MUCH IS being made of the Green Party’s performance in the provincial election this week. It’s being called a break-through. Instead of a single seat, the party will have three when government fires up again.
The party’s popular vote increased substantially, doubling to 16 per cent.
That’s all very nice, but it’s still a modest success in many ways, and maybe short-lived.
If the BC Liberals remain shy of a majority, Andrew Weaver could negotiate some good policy trade-offs and maybe even a cabinet portfolio for himself. But realistically, minority governments don’t last long, and somebody always pays the price when voters have to go back to the polls in a cranky mood.
Theoretically, he could form a coalition with the NDP, giving the two a total of 44 seats.
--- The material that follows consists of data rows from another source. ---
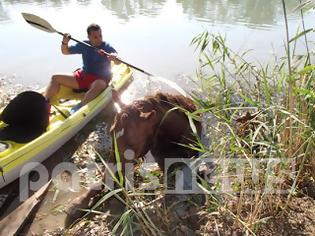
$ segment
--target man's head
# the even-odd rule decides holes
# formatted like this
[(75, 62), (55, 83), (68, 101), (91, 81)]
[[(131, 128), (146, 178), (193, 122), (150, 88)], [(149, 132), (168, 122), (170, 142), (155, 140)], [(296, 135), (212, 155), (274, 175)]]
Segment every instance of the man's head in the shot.
[(102, 29), (99, 25), (90, 24), (87, 28), (87, 34), (92, 46), (98, 47), (102, 44)]

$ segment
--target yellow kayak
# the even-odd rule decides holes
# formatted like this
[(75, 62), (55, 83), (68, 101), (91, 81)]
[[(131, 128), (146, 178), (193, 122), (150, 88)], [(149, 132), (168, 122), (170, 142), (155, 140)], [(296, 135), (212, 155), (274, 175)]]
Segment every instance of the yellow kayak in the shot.
[[(132, 79), (132, 70), (124, 64), (113, 65), (112, 72), (113, 87), (116, 90), (120, 90)], [(83, 94), (62, 87), (51, 101), (53, 106), (45, 133), (28, 143), (0, 141), (0, 188), (23, 173), (28, 173), (73, 137), (111, 101), (111, 90), (108, 87), (93, 101), (70, 115), (71, 108), (81, 101)], [(0, 121), (0, 128), (5, 125)]]

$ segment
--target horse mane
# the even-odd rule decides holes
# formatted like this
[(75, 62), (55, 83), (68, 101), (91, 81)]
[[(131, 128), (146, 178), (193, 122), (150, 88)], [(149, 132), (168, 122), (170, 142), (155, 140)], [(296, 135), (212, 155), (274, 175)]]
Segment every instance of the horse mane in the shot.
[(132, 104), (123, 107), (121, 112), (115, 116), (111, 131), (123, 117), (128, 116), (128, 118), (134, 119), (139, 117), (140, 112), (148, 112), (152, 109), (157, 110), (157, 112), (163, 112), (163, 110), (169, 110), (174, 107), (181, 107), (189, 112), (196, 111), (196, 106), (190, 98), (183, 95), (159, 92), (155, 95), (149, 95), (143, 99), (136, 100)]

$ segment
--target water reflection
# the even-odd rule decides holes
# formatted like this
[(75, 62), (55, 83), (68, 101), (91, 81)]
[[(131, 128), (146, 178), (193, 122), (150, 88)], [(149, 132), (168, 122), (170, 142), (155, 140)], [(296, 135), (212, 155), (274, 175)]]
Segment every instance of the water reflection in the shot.
[[(176, 8), (189, 19), (209, 23), (235, 24), (240, 22), (252, 27), (275, 25), (282, 17), (282, 4), (279, 0), (102, 0), (101, 4), (119, 19), (129, 21), (136, 16), (157, 16), (169, 3), (176, 2)], [(73, 5), (87, 6), (92, 0), (2, 0), (0, 2), (0, 21), (9, 19), (5, 5), (15, 4), (44, 5), (62, 8)], [(3, 5), (4, 4), (4, 5)], [(296, 0), (287, 0), (287, 8), (293, 9)], [(281, 19), (282, 20), (282, 19)]]
[[(3, 5), (3, 7), (2, 8), (0, 7), (0, 16), (1, 14), (7, 12), (5, 6), (15, 6), (18, 4), (24, 4), (33, 6), (45, 6), (51, 8), (61, 8), (70, 2), (71, 0), (1, 0), (0, 4)], [(90, 0), (77, 0), (77, 2), (78, 3), (83, 2), (84, 5), (87, 5), (87, 3), (90, 2)]]
[(102, 4), (120, 19), (128, 21), (136, 15), (159, 15), (166, 0), (102, 0)]
[[(135, 15), (159, 15), (167, 2), (170, 1), (102, 0), (107, 9), (126, 21)], [(190, 19), (211, 23), (274, 25), (283, 12), (279, 0), (176, 0), (176, 3)], [(297, 1), (288, 0), (286, 6), (289, 10), (293, 9), (297, 6)]]
[(8, 12), (6, 12), (3, 8), (2, 2), (0, 2), (0, 22), (1, 21), (7, 21), (10, 17), (8, 15)]
[[(243, 22), (248, 25), (274, 25), (282, 16), (279, 0), (177, 0), (183, 12), (190, 18), (211, 23)], [(286, 7), (293, 9), (297, 1), (286, 1)]]
[(81, 6), (88, 6), (92, 3), (92, 0), (76, 0), (76, 3)]

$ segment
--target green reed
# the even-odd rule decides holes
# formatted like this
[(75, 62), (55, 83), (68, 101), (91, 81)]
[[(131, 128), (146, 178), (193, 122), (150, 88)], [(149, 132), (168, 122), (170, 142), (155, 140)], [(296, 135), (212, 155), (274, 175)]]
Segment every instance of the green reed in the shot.
[[(245, 59), (248, 52), (237, 54), (231, 50), (222, 35), (203, 32), (192, 40), (200, 55), (200, 66), (195, 80), (198, 89), (191, 95), (200, 110), (207, 111), (203, 121), (211, 139), (204, 156), (248, 162), (243, 178), (233, 180), (230, 176), (238, 207), (234, 212), (228, 208), (227, 211), (236, 224), (244, 227), (244, 232), (253, 234), (249, 229), (257, 229), (262, 215), (279, 213), (297, 194), (299, 183), (308, 175), (305, 164), (314, 156), (315, 67), (310, 65), (308, 46), (306, 55), (295, 54), (296, 42), (302, 36), (307, 42), (306, 36), (313, 29), (305, 29), (303, 8), (299, 8), (303, 31), (290, 39), (285, 2), (282, 3), (287, 32), (285, 59), (257, 66)], [(236, 122), (246, 112), (257, 115), (243, 124)], [(252, 160), (267, 158), (294, 162), (292, 171), (293, 164), (289, 162), (273, 170), (284, 180), (273, 185), (281, 194), (266, 191), (266, 173), (258, 177), (259, 181), (252, 178), (255, 175)], [(218, 169), (220, 172), (222, 169)], [(248, 194), (248, 188), (254, 191)], [(281, 200), (275, 201), (275, 197), (287, 200), (283, 204)], [(248, 199), (254, 199), (250, 206)], [(244, 211), (245, 216), (241, 214)]]

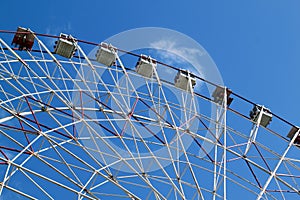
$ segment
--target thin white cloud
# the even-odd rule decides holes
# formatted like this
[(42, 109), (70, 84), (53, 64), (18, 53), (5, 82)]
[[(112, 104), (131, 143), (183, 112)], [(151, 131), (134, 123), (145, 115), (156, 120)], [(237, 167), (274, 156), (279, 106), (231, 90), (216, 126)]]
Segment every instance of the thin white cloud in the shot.
[(171, 39), (162, 39), (157, 42), (150, 44), (151, 48), (164, 50), (164, 52), (157, 52), (159, 56), (164, 59), (164, 62), (169, 64), (184, 63), (190, 62), (193, 63), (196, 61), (196, 57), (202, 56), (204, 52), (195, 48), (187, 48), (180, 46), (176, 41)]

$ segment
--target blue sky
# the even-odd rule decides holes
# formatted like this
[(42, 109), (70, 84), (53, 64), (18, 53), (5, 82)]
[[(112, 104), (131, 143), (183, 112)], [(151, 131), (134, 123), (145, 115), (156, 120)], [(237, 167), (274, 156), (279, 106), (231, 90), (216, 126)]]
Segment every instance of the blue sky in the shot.
[(297, 124), (300, 2), (264, 1), (3, 1), (1, 29), (70, 32), (100, 42), (146, 26), (182, 32), (216, 62), (229, 88)]
[(173, 29), (208, 51), (227, 87), (300, 125), (300, 1), (86, 2), (3, 1), (0, 29), (66, 32), (92, 42), (133, 28)]

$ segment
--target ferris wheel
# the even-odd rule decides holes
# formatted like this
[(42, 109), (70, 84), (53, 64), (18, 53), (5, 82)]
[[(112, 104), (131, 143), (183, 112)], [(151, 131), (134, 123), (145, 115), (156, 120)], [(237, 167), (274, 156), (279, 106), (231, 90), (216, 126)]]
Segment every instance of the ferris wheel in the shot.
[(299, 198), (300, 129), (267, 107), (145, 53), (1, 32), (0, 199)]

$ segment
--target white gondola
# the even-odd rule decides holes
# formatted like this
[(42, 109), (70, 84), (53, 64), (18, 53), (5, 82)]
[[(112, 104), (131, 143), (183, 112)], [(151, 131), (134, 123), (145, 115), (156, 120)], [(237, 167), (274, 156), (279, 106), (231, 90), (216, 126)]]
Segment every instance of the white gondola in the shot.
[(117, 50), (110, 44), (101, 42), (99, 49), (96, 53), (97, 62), (106, 65), (112, 66), (117, 59)]
[(144, 77), (151, 78), (153, 71), (156, 69), (156, 60), (150, 56), (141, 55), (139, 61), (137, 62), (135, 68), (136, 72)]
[(262, 125), (263, 127), (267, 127), (272, 121), (272, 113), (269, 109), (261, 105), (255, 105), (253, 109), (250, 111), (250, 118), (254, 122), (257, 122), (259, 119), (260, 112), (262, 112), (260, 125)]
[(72, 58), (76, 52), (77, 41), (71, 35), (60, 34), (59, 39), (55, 42), (54, 53), (65, 58)]
[(191, 92), (196, 85), (196, 78), (188, 71), (178, 71), (174, 79), (174, 84), (180, 89)]

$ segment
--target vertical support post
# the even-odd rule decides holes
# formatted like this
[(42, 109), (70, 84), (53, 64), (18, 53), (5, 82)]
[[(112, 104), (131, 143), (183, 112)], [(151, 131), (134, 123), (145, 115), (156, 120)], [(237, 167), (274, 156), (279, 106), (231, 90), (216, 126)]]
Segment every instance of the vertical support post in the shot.
[(223, 155), (223, 199), (227, 199), (227, 185), (226, 185), (226, 170), (227, 170), (227, 126), (226, 126), (226, 115), (227, 115), (227, 88), (224, 87), (224, 100), (223, 100), (223, 109), (224, 109), (224, 119), (223, 119), (223, 134), (224, 134), (224, 155)]
[[(219, 112), (218, 109), (216, 109), (216, 121), (219, 120)], [(218, 139), (218, 132), (219, 132), (219, 124), (216, 123), (216, 141), (215, 141), (215, 156), (214, 156), (214, 190), (213, 190), (213, 200), (216, 199), (216, 195), (217, 195), (217, 163), (218, 163), (218, 145), (217, 145), (217, 139)]]
[[(226, 115), (227, 115), (227, 88), (222, 88), (224, 92), (221, 93), (222, 101), (218, 101), (216, 110), (216, 143), (214, 152), (214, 185), (213, 185), (213, 199), (217, 197), (217, 191), (223, 184), (223, 199), (227, 199), (227, 126), (226, 126)], [(217, 140), (221, 138), (223, 134), (223, 150), (218, 151)], [(220, 154), (220, 155), (219, 155)], [(221, 189), (220, 192), (221, 193)]]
Wouldn’t that be a fine constitutional conundrum for Lft.-Gov. Judith Guichon to sort out?
In Kamloops, Dan Hines and Donovan Cavers both had very respectable showings, with roughly 21 per cent each. But they still both came third behind the NDP candidates, and way behind the two Liberals. Kamloops isn’t going to turn Green any time soon.
A year or year and a half, when we can expect the minority government to fall apart, will pass quickly. Not much time to build momentum, and the reality of actually having a voice in decisions will set in quickly — some people don’t like what you do.
The biggest hurdle, though, is the fact that the Greens will always have to fight to take votes from the NDP, leaving the Liberals a clear field on the right. The most sensible thing to do would be to seek a merger of the two parties but that will get especially difficult if the Greens get into bed with the BC Liberals for awhile.
Not to rain on their parade, but the Greens still have a long way to go before they become a force in B.C.